Twilight hesitated. She liked to think of herself as a good person. What she now considered was irresponsible, immoral, and even potentially dangerous.

Then she looked at Sunset's eyes and saw a blend of disappointment and self-loathing that eclipsed everything she'd felt after failing.

"Screw it," said Twilight, disentangling herself from Sunset and getting back to her feet.

Sunset looked up at her, her gaze no doubt alarmed by what was strong language coming from the other girl. "Twilight?"

One of the lanky, sallow-skinned brothers sighed. "Honestly, miss, haven't you had enough?"

"Or did you want to account for quantum something-or-other this time around?" said the other.

Twilight dismissed the admittedly tantalizing possibility with some difficulty and brought her magic to bear. Every ring rose as one and arrayed themselves over the bottles.

Sunset rose with them. A weary smirk crossed her face. "Kind of obvious in hindsight."

A ring gently lowered itself onto each bottle. Twilight nodded. "There."

One of the brothers cleared his throat. "Well now, miss, that's very impressive, but hardly—"

The rings shuddered. Twilight snarled. The edges of her vision went green. Her aura encompassed the bottles as well, felt out the magnets hidden in most of them that had pushing the rings off their necks. With a single wrench and the sound of cracking glue, Twilight tore them off. The rings settled down in the weaker magnetic field, though Twilight's sight was still rimmed with vivid energy.

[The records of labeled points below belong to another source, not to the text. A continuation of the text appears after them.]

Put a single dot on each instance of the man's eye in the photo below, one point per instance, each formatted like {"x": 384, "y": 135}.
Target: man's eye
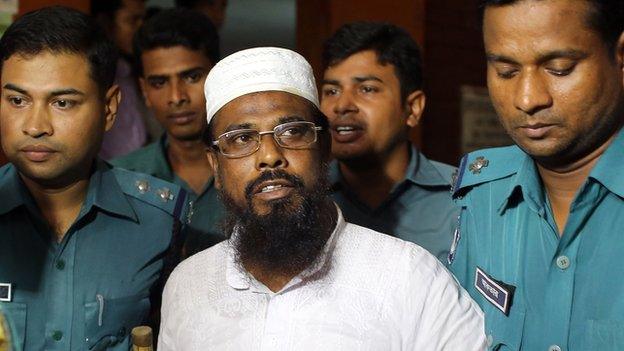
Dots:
{"x": 560, "y": 72}
{"x": 330, "y": 91}
{"x": 16, "y": 101}
{"x": 369, "y": 89}
{"x": 240, "y": 139}
{"x": 156, "y": 83}
{"x": 64, "y": 104}
{"x": 506, "y": 74}
{"x": 193, "y": 77}
{"x": 294, "y": 131}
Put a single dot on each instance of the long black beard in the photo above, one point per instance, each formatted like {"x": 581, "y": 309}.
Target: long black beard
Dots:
{"x": 291, "y": 236}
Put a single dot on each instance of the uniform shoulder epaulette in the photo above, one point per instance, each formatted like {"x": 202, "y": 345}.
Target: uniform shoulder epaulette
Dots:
{"x": 446, "y": 171}
{"x": 140, "y": 159}
{"x": 169, "y": 197}
{"x": 486, "y": 165}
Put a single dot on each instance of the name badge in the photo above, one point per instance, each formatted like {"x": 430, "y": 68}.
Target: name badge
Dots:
{"x": 5, "y": 292}
{"x": 498, "y": 293}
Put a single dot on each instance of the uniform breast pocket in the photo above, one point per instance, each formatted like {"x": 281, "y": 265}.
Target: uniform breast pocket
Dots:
{"x": 504, "y": 333}
{"x": 108, "y": 322}
{"x": 604, "y": 335}
{"x": 15, "y": 316}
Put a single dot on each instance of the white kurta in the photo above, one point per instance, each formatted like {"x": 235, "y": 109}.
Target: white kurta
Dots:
{"x": 368, "y": 291}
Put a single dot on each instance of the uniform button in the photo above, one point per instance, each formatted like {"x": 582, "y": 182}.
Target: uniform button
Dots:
{"x": 563, "y": 262}
{"x": 57, "y": 335}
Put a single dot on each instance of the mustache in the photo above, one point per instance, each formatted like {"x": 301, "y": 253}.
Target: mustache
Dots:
{"x": 296, "y": 181}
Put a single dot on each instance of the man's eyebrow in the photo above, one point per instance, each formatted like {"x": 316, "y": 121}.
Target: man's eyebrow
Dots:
{"x": 500, "y": 58}
{"x": 363, "y": 79}
{"x": 330, "y": 82}
{"x": 157, "y": 76}
{"x": 191, "y": 71}
{"x": 568, "y": 53}
{"x": 68, "y": 91}
{"x": 233, "y": 127}
{"x": 542, "y": 58}
{"x": 13, "y": 87}
{"x": 293, "y": 118}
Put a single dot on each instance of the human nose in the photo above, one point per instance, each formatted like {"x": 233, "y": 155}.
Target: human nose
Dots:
{"x": 38, "y": 123}
{"x": 269, "y": 155}
{"x": 532, "y": 94}
{"x": 178, "y": 93}
{"x": 344, "y": 103}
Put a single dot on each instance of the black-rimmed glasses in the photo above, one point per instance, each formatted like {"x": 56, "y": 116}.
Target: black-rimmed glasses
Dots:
{"x": 244, "y": 142}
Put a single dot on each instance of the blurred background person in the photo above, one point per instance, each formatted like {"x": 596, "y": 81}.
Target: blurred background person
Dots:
{"x": 174, "y": 51}
{"x": 214, "y": 9}
{"x": 134, "y": 126}
{"x": 372, "y": 93}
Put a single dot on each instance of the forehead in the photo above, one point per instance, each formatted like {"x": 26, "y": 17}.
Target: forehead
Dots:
{"x": 47, "y": 71}
{"x": 172, "y": 60}
{"x": 362, "y": 63}
{"x": 262, "y": 110}
{"x": 539, "y": 26}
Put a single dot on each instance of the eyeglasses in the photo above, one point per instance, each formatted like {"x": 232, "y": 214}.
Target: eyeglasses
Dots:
{"x": 244, "y": 142}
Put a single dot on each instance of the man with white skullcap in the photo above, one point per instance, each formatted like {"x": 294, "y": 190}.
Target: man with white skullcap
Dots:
{"x": 293, "y": 275}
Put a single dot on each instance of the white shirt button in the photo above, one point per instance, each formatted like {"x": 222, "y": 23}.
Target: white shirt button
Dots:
{"x": 490, "y": 340}
{"x": 563, "y": 262}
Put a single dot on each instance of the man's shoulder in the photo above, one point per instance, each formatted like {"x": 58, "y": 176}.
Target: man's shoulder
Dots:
{"x": 487, "y": 166}
{"x": 206, "y": 264}
{"x": 139, "y": 160}
{"x": 152, "y": 191}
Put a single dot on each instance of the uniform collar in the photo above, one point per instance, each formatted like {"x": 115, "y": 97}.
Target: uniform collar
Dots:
{"x": 105, "y": 193}
{"x": 527, "y": 184}
{"x": 419, "y": 171}
{"x": 13, "y": 190}
{"x": 609, "y": 169}
{"x": 159, "y": 167}
{"x": 239, "y": 279}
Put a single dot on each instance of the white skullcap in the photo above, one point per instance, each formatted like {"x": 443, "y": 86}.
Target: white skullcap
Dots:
{"x": 255, "y": 70}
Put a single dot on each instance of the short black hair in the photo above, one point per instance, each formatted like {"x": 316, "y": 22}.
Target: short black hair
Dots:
{"x": 177, "y": 27}
{"x": 607, "y": 17}
{"x": 106, "y": 7}
{"x": 61, "y": 29}
{"x": 192, "y": 3}
{"x": 392, "y": 44}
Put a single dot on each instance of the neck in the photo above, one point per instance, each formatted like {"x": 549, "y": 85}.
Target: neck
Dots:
{"x": 563, "y": 183}
{"x": 373, "y": 179}
{"x": 189, "y": 161}
{"x": 59, "y": 205}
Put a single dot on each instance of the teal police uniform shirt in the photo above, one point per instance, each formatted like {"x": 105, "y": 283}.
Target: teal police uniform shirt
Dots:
{"x": 419, "y": 208}
{"x": 88, "y": 291}
{"x": 206, "y": 210}
{"x": 559, "y": 293}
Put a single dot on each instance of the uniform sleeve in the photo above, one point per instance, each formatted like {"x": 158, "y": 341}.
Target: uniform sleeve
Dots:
{"x": 459, "y": 263}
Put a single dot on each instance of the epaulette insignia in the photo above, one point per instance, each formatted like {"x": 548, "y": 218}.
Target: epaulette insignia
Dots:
{"x": 479, "y": 163}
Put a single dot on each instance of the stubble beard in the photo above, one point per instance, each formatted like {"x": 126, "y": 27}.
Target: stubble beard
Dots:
{"x": 291, "y": 236}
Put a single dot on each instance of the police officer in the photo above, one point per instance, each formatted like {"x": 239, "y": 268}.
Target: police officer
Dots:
{"x": 372, "y": 94}
{"x": 82, "y": 244}
{"x": 540, "y": 235}
{"x": 174, "y": 52}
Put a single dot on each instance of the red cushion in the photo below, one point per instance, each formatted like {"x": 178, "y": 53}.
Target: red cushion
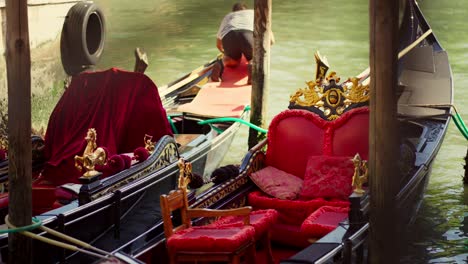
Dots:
{"x": 277, "y": 183}
{"x": 261, "y": 220}
{"x": 290, "y": 235}
{"x": 211, "y": 239}
{"x": 293, "y": 135}
{"x": 328, "y": 177}
{"x": 323, "y": 221}
{"x": 351, "y": 134}
{"x": 291, "y": 211}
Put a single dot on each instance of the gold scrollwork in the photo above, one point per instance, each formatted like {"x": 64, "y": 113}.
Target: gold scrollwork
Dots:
{"x": 360, "y": 174}
{"x": 308, "y": 96}
{"x": 92, "y": 155}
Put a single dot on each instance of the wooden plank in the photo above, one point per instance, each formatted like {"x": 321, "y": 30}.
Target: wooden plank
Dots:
{"x": 19, "y": 127}
{"x": 260, "y": 67}
{"x": 141, "y": 61}
{"x": 384, "y": 175}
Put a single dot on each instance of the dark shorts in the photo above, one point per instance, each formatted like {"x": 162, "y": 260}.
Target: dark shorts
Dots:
{"x": 238, "y": 42}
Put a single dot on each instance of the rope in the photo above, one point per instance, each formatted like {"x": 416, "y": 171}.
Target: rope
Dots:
{"x": 233, "y": 119}
{"x": 38, "y": 224}
{"x": 456, "y": 117}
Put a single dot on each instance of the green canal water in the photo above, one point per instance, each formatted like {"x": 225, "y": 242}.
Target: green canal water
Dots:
{"x": 179, "y": 35}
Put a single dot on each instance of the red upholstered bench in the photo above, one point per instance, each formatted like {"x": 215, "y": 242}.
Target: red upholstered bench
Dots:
{"x": 302, "y": 145}
{"x": 261, "y": 220}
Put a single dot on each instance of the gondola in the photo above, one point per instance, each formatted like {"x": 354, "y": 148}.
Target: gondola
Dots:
{"x": 104, "y": 115}
{"x": 322, "y": 138}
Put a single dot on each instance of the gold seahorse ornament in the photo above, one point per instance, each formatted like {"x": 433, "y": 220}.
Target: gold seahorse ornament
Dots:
{"x": 91, "y": 156}
{"x": 360, "y": 174}
{"x": 357, "y": 93}
{"x": 308, "y": 96}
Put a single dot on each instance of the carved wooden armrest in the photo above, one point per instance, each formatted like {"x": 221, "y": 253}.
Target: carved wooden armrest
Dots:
{"x": 202, "y": 212}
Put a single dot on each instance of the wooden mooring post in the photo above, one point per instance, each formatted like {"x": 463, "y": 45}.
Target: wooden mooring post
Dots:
{"x": 384, "y": 175}
{"x": 465, "y": 177}
{"x": 18, "y": 61}
{"x": 260, "y": 67}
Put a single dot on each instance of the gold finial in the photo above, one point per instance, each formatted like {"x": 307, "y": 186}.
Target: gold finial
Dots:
{"x": 185, "y": 170}
{"x": 357, "y": 92}
{"x": 91, "y": 156}
{"x": 149, "y": 144}
{"x": 360, "y": 166}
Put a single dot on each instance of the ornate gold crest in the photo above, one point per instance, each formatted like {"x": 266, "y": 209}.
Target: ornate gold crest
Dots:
{"x": 326, "y": 96}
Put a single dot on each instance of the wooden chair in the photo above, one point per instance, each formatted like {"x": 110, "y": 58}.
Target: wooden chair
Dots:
{"x": 205, "y": 243}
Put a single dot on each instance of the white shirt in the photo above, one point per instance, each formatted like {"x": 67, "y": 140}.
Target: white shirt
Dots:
{"x": 237, "y": 20}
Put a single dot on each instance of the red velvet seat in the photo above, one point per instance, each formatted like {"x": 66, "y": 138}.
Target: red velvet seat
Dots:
{"x": 205, "y": 243}
{"x": 293, "y": 137}
{"x": 211, "y": 239}
{"x": 261, "y": 220}
{"x": 323, "y": 221}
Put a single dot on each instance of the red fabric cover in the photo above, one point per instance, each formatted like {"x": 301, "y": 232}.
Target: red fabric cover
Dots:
{"x": 122, "y": 107}
{"x": 277, "y": 183}
{"x": 327, "y": 177}
{"x": 291, "y": 211}
{"x": 351, "y": 134}
{"x": 323, "y": 221}
{"x": 211, "y": 239}
{"x": 294, "y": 135}
{"x": 261, "y": 220}
{"x": 289, "y": 235}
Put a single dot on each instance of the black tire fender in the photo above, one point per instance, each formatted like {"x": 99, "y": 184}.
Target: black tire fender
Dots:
{"x": 83, "y": 36}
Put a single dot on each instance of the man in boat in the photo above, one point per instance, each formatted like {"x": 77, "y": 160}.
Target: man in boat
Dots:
{"x": 235, "y": 38}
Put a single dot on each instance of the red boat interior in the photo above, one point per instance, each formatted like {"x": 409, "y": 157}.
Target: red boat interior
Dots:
{"x": 319, "y": 152}
{"x": 227, "y": 98}
{"x": 315, "y": 154}
{"x": 118, "y": 104}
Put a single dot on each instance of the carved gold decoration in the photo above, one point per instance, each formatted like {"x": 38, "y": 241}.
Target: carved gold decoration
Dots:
{"x": 185, "y": 172}
{"x": 167, "y": 156}
{"x": 92, "y": 155}
{"x": 357, "y": 93}
{"x": 360, "y": 174}
{"x": 326, "y": 96}
{"x": 308, "y": 96}
{"x": 322, "y": 66}
{"x": 333, "y": 76}
{"x": 149, "y": 145}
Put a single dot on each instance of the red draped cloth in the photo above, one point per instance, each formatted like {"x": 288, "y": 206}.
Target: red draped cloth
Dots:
{"x": 122, "y": 107}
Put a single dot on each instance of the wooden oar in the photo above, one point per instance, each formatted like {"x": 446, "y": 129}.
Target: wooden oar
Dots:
{"x": 105, "y": 255}
{"x": 364, "y": 76}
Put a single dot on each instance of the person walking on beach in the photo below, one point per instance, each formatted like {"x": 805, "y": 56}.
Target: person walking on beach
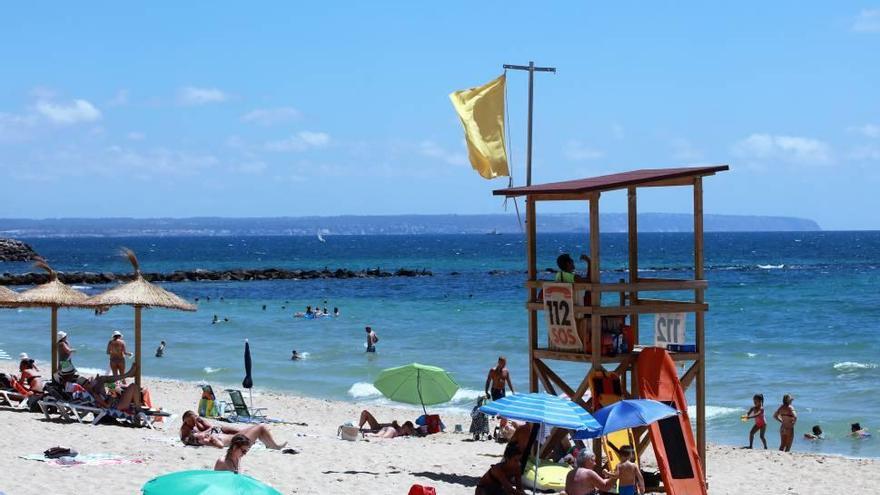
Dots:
{"x": 65, "y": 352}
{"x": 787, "y": 417}
{"x": 498, "y": 378}
{"x": 757, "y": 413}
{"x": 372, "y": 339}
{"x": 118, "y": 353}
{"x": 238, "y": 447}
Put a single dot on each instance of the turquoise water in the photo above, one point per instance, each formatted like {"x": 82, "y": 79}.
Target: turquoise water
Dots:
{"x": 789, "y": 313}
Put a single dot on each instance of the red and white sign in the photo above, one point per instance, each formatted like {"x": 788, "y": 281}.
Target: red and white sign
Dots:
{"x": 561, "y": 326}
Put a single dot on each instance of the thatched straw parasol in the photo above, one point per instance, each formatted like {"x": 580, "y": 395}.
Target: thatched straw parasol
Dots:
{"x": 53, "y": 294}
{"x": 140, "y": 294}
{"x": 8, "y": 298}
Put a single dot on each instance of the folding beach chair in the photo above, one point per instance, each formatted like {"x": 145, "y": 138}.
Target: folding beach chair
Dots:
{"x": 242, "y": 413}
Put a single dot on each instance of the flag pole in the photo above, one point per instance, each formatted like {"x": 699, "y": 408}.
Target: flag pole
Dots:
{"x": 532, "y": 69}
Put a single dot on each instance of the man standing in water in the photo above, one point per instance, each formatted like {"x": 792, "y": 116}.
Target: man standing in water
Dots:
{"x": 372, "y": 339}
{"x": 117, "y": 352}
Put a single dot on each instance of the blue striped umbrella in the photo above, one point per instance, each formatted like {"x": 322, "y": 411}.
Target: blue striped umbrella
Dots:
{"x": 542, "y": 408}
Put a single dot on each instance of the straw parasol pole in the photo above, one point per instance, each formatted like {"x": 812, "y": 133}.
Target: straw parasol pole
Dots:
{"x": 53, "y": 294}
{"x": 140, "y": 294}
{"x": 8, "y": 298}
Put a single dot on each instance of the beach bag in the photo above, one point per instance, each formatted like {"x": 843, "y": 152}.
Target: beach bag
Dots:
{"x": 422, "y": 490}
{"x": 348, "y": 432}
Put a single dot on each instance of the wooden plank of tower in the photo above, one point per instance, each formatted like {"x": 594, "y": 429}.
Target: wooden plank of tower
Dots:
{"x": 531, "y": 255}
{"x": 700, "y": 318}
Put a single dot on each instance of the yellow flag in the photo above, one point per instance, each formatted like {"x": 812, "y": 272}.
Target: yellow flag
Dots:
{"x": 481, "y": 110}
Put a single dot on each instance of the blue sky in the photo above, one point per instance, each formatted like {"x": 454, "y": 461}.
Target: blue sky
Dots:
{"x": 341, "y": 108}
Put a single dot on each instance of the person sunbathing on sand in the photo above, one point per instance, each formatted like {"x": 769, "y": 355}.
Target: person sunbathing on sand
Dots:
{"x": 385, "y": 430}
{"x": 503, "y": 478}
{"x": 197, "y": 431}
{"x": 238, "y": 447}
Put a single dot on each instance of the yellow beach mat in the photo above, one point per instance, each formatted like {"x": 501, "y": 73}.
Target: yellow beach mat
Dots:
{"x": 551, "y": 476}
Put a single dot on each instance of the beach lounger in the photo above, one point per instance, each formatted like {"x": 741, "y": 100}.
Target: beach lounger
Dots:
{"x": 242, "y": 413}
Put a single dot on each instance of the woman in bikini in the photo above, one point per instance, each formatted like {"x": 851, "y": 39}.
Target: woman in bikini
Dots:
{"x": 787, "y": 416}
{"x": 757, "y": 413}
{"x": 238, "y": 447}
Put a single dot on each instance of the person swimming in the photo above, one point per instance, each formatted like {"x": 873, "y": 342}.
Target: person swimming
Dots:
{"x": 817, "y": 434}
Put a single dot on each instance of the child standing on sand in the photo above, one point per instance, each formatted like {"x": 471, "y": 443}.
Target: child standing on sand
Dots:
{"x": 787, "y": 416}
{"x": 757, "y": 413}
{"x": 628, "y": 475}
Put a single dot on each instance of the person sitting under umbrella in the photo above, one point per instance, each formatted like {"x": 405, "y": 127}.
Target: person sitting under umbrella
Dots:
{"x": 583, "y": 480}
{"x": 198, "y": 431}
{"x": 385, "y": 430}
{"x": 238, "y": 447}
{"x": 503, "y": 478}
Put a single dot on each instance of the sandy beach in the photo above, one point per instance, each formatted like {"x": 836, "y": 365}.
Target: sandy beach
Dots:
{"x": 450, "y": 462}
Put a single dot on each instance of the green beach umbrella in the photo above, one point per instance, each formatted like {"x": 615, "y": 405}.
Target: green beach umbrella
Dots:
{"x": 417, "y": 384}
{"x": 200, "y": 482}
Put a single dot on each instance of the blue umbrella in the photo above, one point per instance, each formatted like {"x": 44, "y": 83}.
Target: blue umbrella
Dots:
{"x": 628, "y": 414}
{"x": 544, "y": 409}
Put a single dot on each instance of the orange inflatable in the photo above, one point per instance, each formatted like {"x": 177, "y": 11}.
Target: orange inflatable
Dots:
{"x": 672, "y": 438}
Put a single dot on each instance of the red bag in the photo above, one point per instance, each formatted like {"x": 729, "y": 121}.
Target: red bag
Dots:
{"x": 422, "y": 490}
{"x": 432, "y": 421}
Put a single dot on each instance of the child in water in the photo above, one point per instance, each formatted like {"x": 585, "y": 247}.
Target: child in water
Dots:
{"x": 787, "y": 417}
{"x": 756, "y": 412}
{"x": 817, "y": 434}
{"x": 628, "y": 474}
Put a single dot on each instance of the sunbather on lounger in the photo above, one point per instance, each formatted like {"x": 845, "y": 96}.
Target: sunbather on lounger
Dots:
{"x": 385, "y": 430}
{"x": 198, "y": 431}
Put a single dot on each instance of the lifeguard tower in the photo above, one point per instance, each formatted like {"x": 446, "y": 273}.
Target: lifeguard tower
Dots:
{"x": 591, "y": 313}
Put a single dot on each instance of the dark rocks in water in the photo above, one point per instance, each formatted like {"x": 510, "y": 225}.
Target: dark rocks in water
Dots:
{"x": 237, "y": 275}
{"x": 12, "y": 250}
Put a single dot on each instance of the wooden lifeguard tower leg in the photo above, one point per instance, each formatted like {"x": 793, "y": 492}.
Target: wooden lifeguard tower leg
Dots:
{"x": 700, "y": 322}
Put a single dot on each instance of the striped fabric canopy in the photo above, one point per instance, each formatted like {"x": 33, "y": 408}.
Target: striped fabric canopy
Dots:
{"x": 543, "y": 408}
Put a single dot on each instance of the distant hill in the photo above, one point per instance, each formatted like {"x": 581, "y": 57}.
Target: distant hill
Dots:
{"x": 384, "y": 225}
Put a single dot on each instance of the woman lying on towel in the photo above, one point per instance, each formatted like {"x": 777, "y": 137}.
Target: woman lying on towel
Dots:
{"x": 198, "y": 431}
{"x": 385, "y": 430}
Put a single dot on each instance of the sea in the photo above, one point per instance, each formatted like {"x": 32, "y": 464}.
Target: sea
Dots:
{"x": 790, "y": 313}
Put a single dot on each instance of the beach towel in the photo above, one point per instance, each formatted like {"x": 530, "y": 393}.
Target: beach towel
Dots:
{"x": 84, "y": 460}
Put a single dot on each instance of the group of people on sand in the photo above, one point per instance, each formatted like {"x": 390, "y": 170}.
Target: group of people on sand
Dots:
{"x": 787, "y": 417}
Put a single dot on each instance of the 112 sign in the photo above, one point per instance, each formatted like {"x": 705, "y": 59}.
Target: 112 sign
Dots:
{"x": 561, "y": 324}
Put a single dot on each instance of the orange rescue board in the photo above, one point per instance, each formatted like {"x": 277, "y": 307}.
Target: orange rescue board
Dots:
{"x": 672, "y": 438}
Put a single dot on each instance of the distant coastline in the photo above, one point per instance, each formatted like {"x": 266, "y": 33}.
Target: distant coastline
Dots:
{"x": 385, "y": 225}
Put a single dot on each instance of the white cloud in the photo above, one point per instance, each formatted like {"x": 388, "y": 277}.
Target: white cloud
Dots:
{"x": 867, "y": 130}
{"x": 301, "y": 141}
{"x": 868, "y": 21}
{"x": 119, "y": 99}
{"x": 431, "y": 149}
{"x": 684, "y": 150}
{"x": 271, "y": 116}
{"x": 15, "y": 127}
{"x": 70, "y": 113}
{"x": 578, "y": 151}
{"x": 191, "y": 95}
{"x": 790, "y": 149}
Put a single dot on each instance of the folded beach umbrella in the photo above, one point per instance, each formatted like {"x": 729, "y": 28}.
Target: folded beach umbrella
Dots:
{"x": 417, "y": 384}
{"x": 628, "y": 414}
{"x": 200, "y": 482}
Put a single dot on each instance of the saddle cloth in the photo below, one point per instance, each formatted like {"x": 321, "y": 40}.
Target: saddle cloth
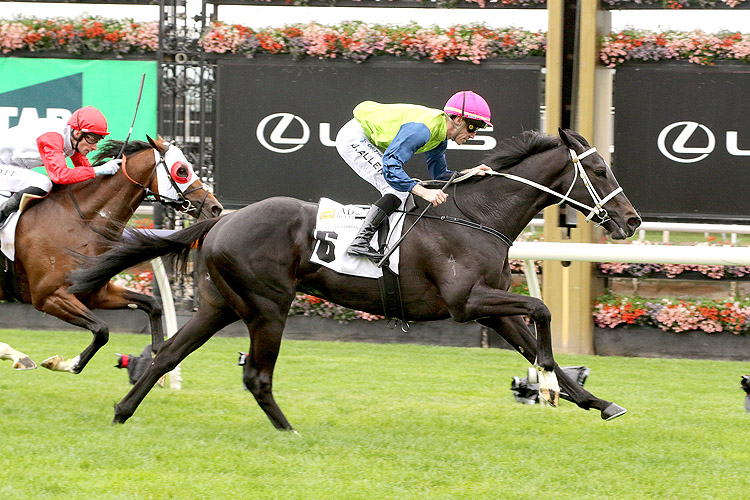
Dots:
{"x": 8, "y": 231}
{"x": 336, "y": 227}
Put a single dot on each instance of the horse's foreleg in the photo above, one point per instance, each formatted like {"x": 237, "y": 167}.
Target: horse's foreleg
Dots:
{"x": 198, "y": 329}
{"x": 484, "y": 301}
{"x": 518, "y": 335}
{"x": 20, "y": 360}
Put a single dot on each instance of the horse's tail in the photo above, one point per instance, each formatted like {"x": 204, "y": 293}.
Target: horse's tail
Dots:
{"x": 136, "y": 247}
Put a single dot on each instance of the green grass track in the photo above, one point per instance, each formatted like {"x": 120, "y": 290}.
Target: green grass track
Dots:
{"x": 375, "y": 422}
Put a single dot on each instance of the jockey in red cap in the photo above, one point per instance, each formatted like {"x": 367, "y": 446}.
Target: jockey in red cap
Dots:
{"x": 382, "y": 137}
{"x": 48, "y": 142}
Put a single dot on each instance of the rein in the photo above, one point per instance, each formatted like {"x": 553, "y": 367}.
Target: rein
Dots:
{"x": 474, "y": 225}
{"x": 598, "y": 208}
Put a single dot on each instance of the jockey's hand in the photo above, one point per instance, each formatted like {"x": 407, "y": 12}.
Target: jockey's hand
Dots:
{"x": 478, "y": 170}
{"x": 109, "y": 168}
{"x": 434, "y": 196}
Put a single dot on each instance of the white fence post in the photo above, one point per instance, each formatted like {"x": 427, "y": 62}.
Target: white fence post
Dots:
{"x": 170, "y": 316}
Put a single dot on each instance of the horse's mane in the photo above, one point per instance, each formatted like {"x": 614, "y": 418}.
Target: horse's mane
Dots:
{"x": 110, "y": 149}
{"x": 515, "y": 149}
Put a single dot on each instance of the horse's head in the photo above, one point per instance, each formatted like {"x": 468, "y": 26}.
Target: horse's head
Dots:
{"x": 176, "y": 183}
{"x": 594, "y": 184}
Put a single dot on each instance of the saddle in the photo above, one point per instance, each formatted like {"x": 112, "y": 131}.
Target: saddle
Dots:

"Oh," said Sunset. Only then did Twilight register the other girl's hand atop her own. "So that's how you did it." Twilight watched the whites of Sunset's eyes blacken, idly wondering about the biology behind such a phenomenon. And the beauty.

The brothers looked back and forth between the girls and each other. Slowly, without saying a word, they brought down one of the largest plushies in the booth, an enormous white winged unicorn, and handed it to the girls.

Twilight smiled and took hold of it in her magic. "Thank you, gentlemen." She passed it to Sunset, who was turning a lovely shade of red. "For you, my dear."

They walked off hand in hand, magic crackling between them and the plushie walking behind, animated in a moment of whimsy.

To their credit, they went a whole three minutes before furiously making out.